PALANGKA RAYA – Gubernur Kalimantan Tengah (Kalteng), Agustiar Sabran, mengkritik pola kerja Dinas Pekerjaan Umum dan Penataan Ruang (PUPR) Kalteng terkait proyek pengecatan biru di sejumlah ruas jalan protokol Kota Palangka Raya yang kini menuai sorotan publik.
Kritik tersebut disampaikan Agustiar setelah proyek pengecatan jalan biru mulai luntur dan memudar meski pengerjaannya belum sepenuhnya selesai.
Menurutnya, ada indikasi pola kerja asal bapak senang (ABS) dalam pelaksanaan proyek tersebut karena minimnya pengawasan langsung di lapangan.
“Kami lihat OPD-nya ABS kayaknya, dia perintah anak buahnya, dia tidak kontrol ke lapangan,” ujarnya saat jumpa pers di Istana Isen Mulang, Palangka Raya, Selasa, 19 Mei 2026.
Agustiar menilai, lemahnya pengawasan membuat hasil pekerjaan di lapangan justru menuai kritik dari masyarakat.
Padahal, kata dia, tujuan awal proyek tersebut untuk mempercantik wajah Kota Palangka Raya menjelang HUT ke-69 Provinsi Kalimantan Tengah.
“Kalau masalah kecewa, ya kami paling kecewa lagi, karena kami ingin keberadaan kami masyarakat bisa senyum bahagia, justru ini sebaliknya,” katanya.
Ia mengaku Pemerintah Provinsi Kalteng justru lebih kecewa dibanding masyarakat terhadap hasil proyek tersebut.
“Kami selaku gubernur pasti boleh dipastikan, kalau masyarakat kecewa, kami yang sangat kecewa sebetulnya. Tapi di sini kami kan enggak bisa ngamuk,” ujarnya.
Agustiar mengatakan pihaknya telah memanggil Inspektorat untuk menindaklanjuti persoalan tersebut sesuai prosedur pemerintahan yang berlaku.
“Kami sudah panggil Inspektorat untuk menindaklanjuti, Inspektorat sudah turun ke lapangan,” katanya.
Menurutnya, pemerintah tidak bisa mengambil tindakan secara emosional karena proyek tersebut berkaitan dengan kepentingan publik dan harus diproses sesuai mekanisme serta aturan yang berlaku.
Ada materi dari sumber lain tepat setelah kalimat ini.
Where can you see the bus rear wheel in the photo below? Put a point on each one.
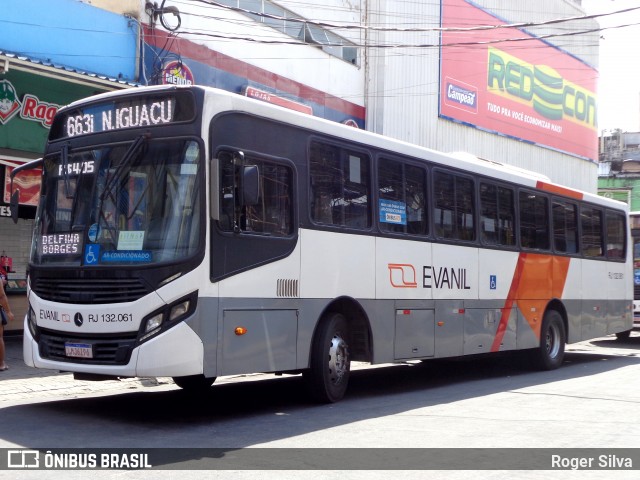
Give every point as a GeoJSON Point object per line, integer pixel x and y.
{"type": "Point", "coordinates": [194, 383]}
{"type": "Point", "coordinates": [328, 376]}
{"type": "Point", "coordinates": [550, 354]}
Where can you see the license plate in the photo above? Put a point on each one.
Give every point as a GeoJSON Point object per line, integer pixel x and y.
{"type": "Point", "coordinates": [79, 350]}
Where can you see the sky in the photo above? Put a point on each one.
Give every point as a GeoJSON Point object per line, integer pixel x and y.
{"type": "Point", "coordinates": [619, 80]}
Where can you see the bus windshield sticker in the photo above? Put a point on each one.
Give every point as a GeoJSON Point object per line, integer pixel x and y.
{"type": "Point", "coordinates": [94, 232]}
{"type": "Point", "coordinates": [60, 244]}
{"type": "Point", "coordinates": [127, 256]}
{"type": "Point", "coordinates": [130, 240]}
{"type": "Point", "coordinates": [392, 211]}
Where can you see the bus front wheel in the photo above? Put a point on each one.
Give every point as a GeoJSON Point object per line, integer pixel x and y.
{"type": "Point", "coordinates": [550, 354]}
{"type": "Point", "coordinates": [330, 367]}
{"type": "Point", "coordinates": [193, 383]}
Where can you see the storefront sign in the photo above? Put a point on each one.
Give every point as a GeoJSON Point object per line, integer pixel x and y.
{"type": "Point", "coordinates": [277, 100]}
{"type": "Point", "coordinates": [506, 81]}
{"type": "Point", "coordinates": [177, 73]}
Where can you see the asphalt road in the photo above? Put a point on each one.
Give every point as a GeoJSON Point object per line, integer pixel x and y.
{"type": "Point", "coordinates": [592, 402]}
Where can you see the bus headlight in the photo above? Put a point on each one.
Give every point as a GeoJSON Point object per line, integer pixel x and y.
{"type": "Point", "coordinates": [31, 323]}
{"type": "Point", "coordinates": [167, 316]}
{"type": "Point", "coordinates": [153, 322]}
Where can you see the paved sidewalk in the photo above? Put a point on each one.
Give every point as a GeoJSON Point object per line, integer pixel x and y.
{"type": "Point", "coordinates": [24, 383]}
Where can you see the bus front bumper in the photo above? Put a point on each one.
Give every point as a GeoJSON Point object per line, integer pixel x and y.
{"type": "Point", "coordinates": [175, 353]}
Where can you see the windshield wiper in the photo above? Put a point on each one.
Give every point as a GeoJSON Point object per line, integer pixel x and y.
{"type": "Point", "coordinates": [65, 167]}
{"type": "Point", "coordinates": [126, 159]}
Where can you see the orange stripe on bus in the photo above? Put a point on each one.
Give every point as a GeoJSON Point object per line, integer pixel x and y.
{"type": "Point", "coordinates": [537, 279]}
{"type": "Point", "coordinates": [567, 192]}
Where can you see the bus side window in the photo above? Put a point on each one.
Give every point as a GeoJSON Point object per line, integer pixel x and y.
{"type": "Point", "coordinates": [401, 198]}
{"type": "Point", "coordinates": [565, 227]}
{"type": "Point", "coordinates": [340, 186]}
{"type": "Point", "coordinates": [534, 220]}
{"type": "Point", "coordinates": [616, 237]}
{"type": "Point", "coordinates": [454, 209]}
{"type": "Point", "coordinates": [591, 223]}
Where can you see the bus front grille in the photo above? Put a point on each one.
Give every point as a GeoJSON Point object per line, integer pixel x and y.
{"type": "Point", "coordinates": [83, 291]}
{"type": "Point", "coordinates": [105, 351]}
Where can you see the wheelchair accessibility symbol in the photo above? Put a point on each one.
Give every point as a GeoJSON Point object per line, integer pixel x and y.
{"type": "Point", "coordinates": [91, 254]}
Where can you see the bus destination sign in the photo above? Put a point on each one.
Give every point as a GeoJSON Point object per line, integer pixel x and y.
{"type": "Point", "coordinates": [138, 112]}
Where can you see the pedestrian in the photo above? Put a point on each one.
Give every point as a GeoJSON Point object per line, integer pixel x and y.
{"type": "Point", "coordinates": [6, 314]}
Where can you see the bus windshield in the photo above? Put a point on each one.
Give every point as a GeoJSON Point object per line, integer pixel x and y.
{"type": "Point", "coordinates": [129, 203]}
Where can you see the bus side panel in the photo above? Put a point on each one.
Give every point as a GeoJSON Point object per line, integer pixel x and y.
{"type": "Point", "coordinates": [334, 265]}
{"type": "Point", "coordinates": [205, 324]}
{"type": "Point", "coordinates": [572, 300]}
{"type": "Point", "coordinates": [269, 344]}
{"type": "Point", "coordinates": [619, 290]}
{"type": "Point", "coordinates": [594, 303]}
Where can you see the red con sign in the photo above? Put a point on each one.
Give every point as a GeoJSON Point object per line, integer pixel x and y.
{"type": "Point", "coordinates": [506, 81]}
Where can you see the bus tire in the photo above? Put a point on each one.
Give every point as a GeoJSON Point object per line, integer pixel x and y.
{"type": "Point", "coordinates": [623, 335]}
{"type": "Point", "coordinates": [194, 383]}
{"type": "Point", "coordinates": [330, 367]}
{"type": "Point", "coordinates": [550, 354]}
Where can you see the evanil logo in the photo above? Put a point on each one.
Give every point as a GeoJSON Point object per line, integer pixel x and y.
{"type": "Point", "coordinates": [541, 87]}
{"type": "Point", "coordinates": [9, 103]}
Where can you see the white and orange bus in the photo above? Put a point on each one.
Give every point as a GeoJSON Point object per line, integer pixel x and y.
{"type": "Point", "coordinates": [194, 233]}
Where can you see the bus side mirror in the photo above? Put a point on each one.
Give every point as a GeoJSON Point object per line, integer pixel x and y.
{"type": "Point", "coordinates": [250, 185]}
{"type": "Point", "coordinates": [14, 205]}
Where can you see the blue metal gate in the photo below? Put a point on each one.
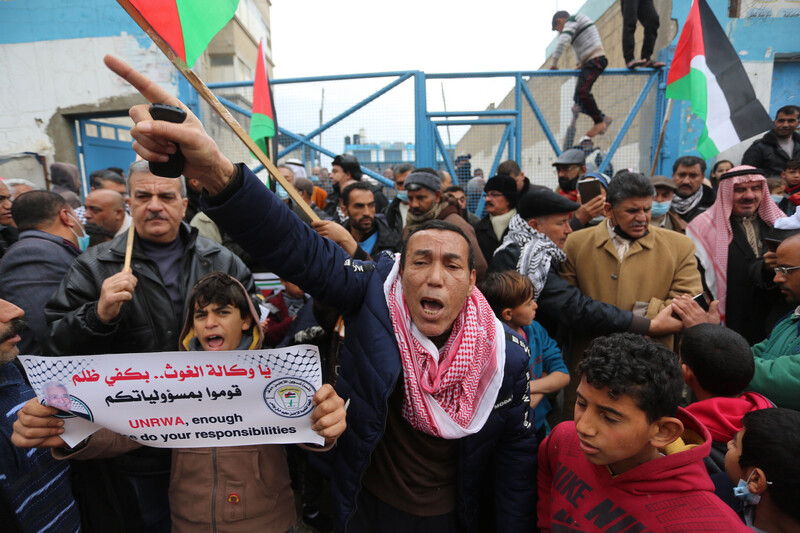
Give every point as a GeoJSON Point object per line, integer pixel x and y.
{"type": "Point", "coordinates": [528, 125]}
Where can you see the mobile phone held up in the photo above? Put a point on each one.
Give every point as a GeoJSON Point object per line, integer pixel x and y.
{"type": "Point", "coordinates": [589, 189]}
{"type": "Point", "coordinates": [702, 299]}
{"type": "Point", "coordinates": [174, 167]}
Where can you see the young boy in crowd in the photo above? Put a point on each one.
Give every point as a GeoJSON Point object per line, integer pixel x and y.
{"type": "Point", "coordinates": [632, 460]}
{"type": "Point", "coordinates": [763, 460]}
{"type": "Point", "coordinates": [791, 190]}
{"type": "Point", "coordinates": [511, 296]}
{"type": "Point", "coordinates": [247, 487]}
{"type": "Point", "coordinates": [717, 366]}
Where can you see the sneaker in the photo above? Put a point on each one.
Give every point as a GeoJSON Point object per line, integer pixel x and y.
{"type": "Point", "coordinates": [318, 521]}
{"type": "Point", "coordinates": [654, 64]}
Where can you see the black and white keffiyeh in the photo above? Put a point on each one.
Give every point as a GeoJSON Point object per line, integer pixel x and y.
{"type": "Point", "coordinates": [537, 252]}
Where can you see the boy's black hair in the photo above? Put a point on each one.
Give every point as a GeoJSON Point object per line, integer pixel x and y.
{"type": "Point", "coordinates": [440, 225]}
{"type": "Point", "coordinates": [631, 364]}
{"type": "Point", "coordinates": [719, 357]}
{"type": "Point", "coordinates": [770, 442]}
{"type": "Point", "coordinates": [506, 290]}
{"type": "Point", "coordinates": [220, 289]}
{"type": "Point", "coordinates": [787, 110]}
{"type": "Point", "coordinates": [792, 164]}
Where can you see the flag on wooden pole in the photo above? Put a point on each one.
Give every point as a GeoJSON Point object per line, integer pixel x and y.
{"type": "Point", "coordinates": [187, 25]}
{"type": "Point", "coordinates": [263, 124]}
{"type": "Point", "coordinates": [707, 71]}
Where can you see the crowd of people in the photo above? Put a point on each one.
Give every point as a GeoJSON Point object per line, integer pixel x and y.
{"type": "Point", "coordinates": [620, 353]}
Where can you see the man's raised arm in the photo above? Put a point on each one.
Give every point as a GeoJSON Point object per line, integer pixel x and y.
{"type": "Point", "coordinates": [154, 140]}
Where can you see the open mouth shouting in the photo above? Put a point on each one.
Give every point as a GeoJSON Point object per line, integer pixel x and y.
{"type": "Point", "coordinates": [431, 307]}
{"type": "Point", "coordinates": [215, 342]}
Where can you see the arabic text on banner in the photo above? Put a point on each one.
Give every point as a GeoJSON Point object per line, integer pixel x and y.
{"type": "Point", "coordinates": [185, 399]}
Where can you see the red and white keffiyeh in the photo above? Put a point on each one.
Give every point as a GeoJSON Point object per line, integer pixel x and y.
{"type": "Point", "coordinates": [712, 234]}
{"type": "Point", "coordinates": [448, 393]}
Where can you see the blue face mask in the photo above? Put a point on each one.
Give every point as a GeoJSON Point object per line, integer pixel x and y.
{"type": "Point", "coordinates": [659, 209]}
{"type": "Point", "coordinates": [83, 242]}
{"type": "Point", "coordinates": [742, 492]}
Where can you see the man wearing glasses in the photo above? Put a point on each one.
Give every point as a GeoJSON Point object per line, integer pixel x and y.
{"type": "Point", "coordinates": [777, 358]}
{"type": "Point", "coordinates": [733, 251]}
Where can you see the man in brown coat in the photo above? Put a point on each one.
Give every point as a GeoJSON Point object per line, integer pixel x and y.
{"type": "Point", "coordinates": [627, 262]}
{"type": "Point", "coordinates": [425, 203]}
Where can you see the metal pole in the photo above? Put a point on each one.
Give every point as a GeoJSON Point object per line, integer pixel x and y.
{"type": "Point", "coordinates": [661, 137]}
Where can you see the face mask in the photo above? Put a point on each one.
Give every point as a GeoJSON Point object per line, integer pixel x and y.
{"type": "Point", "coordinates": [659, 209]}
{"type": "Point", "coordinates": [83, 242]}
{"type": "Point", "coordinates": [742, 491]}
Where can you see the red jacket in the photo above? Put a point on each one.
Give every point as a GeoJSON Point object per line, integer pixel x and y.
{"type": "Point", "coordinates": [723, 416]}
{"type": "Point", "coordinates": [669, 494]}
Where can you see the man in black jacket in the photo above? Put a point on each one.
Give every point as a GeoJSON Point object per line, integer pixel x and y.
{"type": "Point", "coordinates": [501, 206]}
{"type": "Point", "coordinates": [345, 170]}
{"type": "Point", "coordinates": [398, 209]}
{"type": "Point", "coordinates": [692, 197]}
{"type": "Point", "coordinates": [372, 234]}
{"type": "Point", "coordinates": [537, 235]}
{"type": "Point", "coordinates": [771, 152]}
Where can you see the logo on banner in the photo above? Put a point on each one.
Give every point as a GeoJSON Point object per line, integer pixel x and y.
{"type": "Point", "coordinates": [289, 397]}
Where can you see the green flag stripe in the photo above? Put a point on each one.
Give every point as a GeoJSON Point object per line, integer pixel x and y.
{"type": "Point", "coordinates": [201, 20]}
{"type": "Point", "coordinates": [261, 126]}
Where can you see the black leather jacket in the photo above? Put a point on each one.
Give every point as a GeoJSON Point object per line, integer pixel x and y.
{"type": "Point", "coordinates": [145, 324]}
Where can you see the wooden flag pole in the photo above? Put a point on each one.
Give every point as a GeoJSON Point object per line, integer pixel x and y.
{"type": "Point", "coordinates": [661, 136]}
{"type": "Point", "coordinates": [129, 248]}
{"type": "Point", "coordinates": [217, 106]}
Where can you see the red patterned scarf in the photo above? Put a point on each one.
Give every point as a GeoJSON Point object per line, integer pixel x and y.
{"type": "Point", "coordinates": [712, 234]}
{"type": "Point", "coordinates": [449, 393]}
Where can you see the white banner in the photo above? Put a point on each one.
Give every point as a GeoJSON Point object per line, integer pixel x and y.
{"type": "Point", "coordinates": [184, 399]}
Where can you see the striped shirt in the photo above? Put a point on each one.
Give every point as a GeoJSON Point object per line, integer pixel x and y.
{"type": "Point", "coordinates": [579, 31]}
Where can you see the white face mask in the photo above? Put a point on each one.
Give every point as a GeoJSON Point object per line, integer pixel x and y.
{"type": "Point", "coordinates": [83, 242]}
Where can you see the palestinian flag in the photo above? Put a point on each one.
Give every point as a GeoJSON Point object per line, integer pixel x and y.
{"type": "Point", "coordinates": [262, 123]}
{"type": "Point", "coordinates": [707, 71]}
{"type": "Point", "coordinates": [186, 25]}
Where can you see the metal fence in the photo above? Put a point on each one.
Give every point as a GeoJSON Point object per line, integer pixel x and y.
{"type": "Point", "coordinates": [432, 119]}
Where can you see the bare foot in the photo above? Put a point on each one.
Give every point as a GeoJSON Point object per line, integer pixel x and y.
{"type": "Point", "coordinates": [600, 128]}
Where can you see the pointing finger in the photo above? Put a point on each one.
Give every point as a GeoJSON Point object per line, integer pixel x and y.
{"type": "Point", "coordinates": [140, 82]}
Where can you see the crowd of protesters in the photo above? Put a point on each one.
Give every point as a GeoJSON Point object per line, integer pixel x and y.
{"type": "Point", "coordinates": [588, 358]}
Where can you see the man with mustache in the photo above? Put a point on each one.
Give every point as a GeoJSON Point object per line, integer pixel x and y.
{"type": "Point", "coordinates": [99, 308]}
{"type": "Point", "coordinates": [692, 197]}
{"type": "Point", "coordinates": [425, 203]}
{"type": "Point", "coordinates": [501, 206]}
{"type": "Point", "coordinates": [735, 261]}
{"type": "Point", "coordinates": [627, 262]}
{"type": "Point", "coordinates": [35, 489]}
{"type": "Point", "coordinates": [440, 438]}
{"type": "Point", "coordinates": [372, 234]}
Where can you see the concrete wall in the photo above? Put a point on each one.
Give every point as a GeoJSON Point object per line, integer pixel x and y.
{"type": "Point", "coordinates": [757, 41]}
{"type": "Point", "coordinates": [51, 60]}
{"type": "Point", "coordinates": [614, 94]}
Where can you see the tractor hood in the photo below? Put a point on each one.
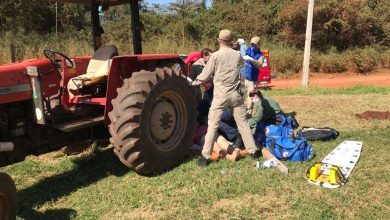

“Kami sudah perintahkan Inspektorat, karena sesuai SOP begitu di pemerintahan, kami ikuti alur itu. Masa kami ngamuk-ngamukkan, ini kan bukan persoalan pribadi, ini urusan publik dan ada SOP-nya,” tegasnya.
Agustiar mengungkapkan saat ini pemerintah memiliki dua opsi terkait kelanjutan proyek tersebut, yakni menghentikan proyek dan menempuh jalur hukum atau tetap melanjutkan pengerjaan dengan evaluasi terhadap pelaksana.
“Kami punya dua opsi, apakah ini distop atau dilanjutkan? Kalau distop kita tindak secara jalur hukum, tapi saya rasa pilihannya yang kedua dilanjutkan,” ujarnya.
Ia menyebut keputusan sementara yang diambil pemerintah adalah melanjutkan proyek tersebut sambil tetap melakukan evaluasi menyeluruh.
“Saya sudah koordinasi juga, tapi dalam waktu dekat opsi dua itu yang kita ambil,” pungkasnya.
Untuk diketahui, ruas jalan yang telah dicat biru sejauh ini berada di kawasan Bundaran Besar Palangka Raya, Jalan Imam Bonjol, Bundaran Kecil Palangka Raya, Jalan RTA Milono, Jalan Yos Sudarso, Jalan Thamrin, Jalan G. Obos, Jalan D.I. Panjaitan, hingga Jalan Katamso.